3. Number of experts used to establish the ground truth for the test set and the qualifications of those experts (e.g. radiologist with 10 years of experience)
This is not applicable as the described tests are in-vitro bench tests, not requiring expert ground truth for interpretation of diagnostic images or clinical outcomes.
4. Adjudication method (e.g. 2+1, 3+1, none) for the test set
This is not applicable as the described tests are in-vitro bench tests, not requiring adjudication of diagnostic interpretations.
5. If a multi reader multi case (MRMC) comparative effectiveness study was done, If so, what was the effect size of how much human readers improve with AI vs without AI assistance
This is not applicable. The device is a physical medical device (catheter), not an AI/ML diagnostic or assistive technology.
6. If a standalone (i.e. algorithm only without human-in-the-loop performance) was done
This is not applicable. The device is a physical medical device (catheter), not an AI/ML algorithm.

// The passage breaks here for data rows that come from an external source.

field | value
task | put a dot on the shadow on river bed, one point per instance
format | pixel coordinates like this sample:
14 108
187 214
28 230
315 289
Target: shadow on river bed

7. The type of ground truth used (expert consensus, pathology, outcomes data, etc.)
The "ground truth" for the performance tests would be the engineering specifications and physical measurements of the device components. For biocompatibility, it would be the established safety standards and laboratory test results. No expert consensus, pathology, or outcomes data are mentioned for establishing ground truth for these types of tests.
8. The sample size for the training set
This is not applicable. The document describes a physical medical device. There is no mention of a "training set" in the context of machine learning.
9. How the ground truth for the training set was established
This is not applicable. There is no mention of a "training set" or its ground truth establishment in this document.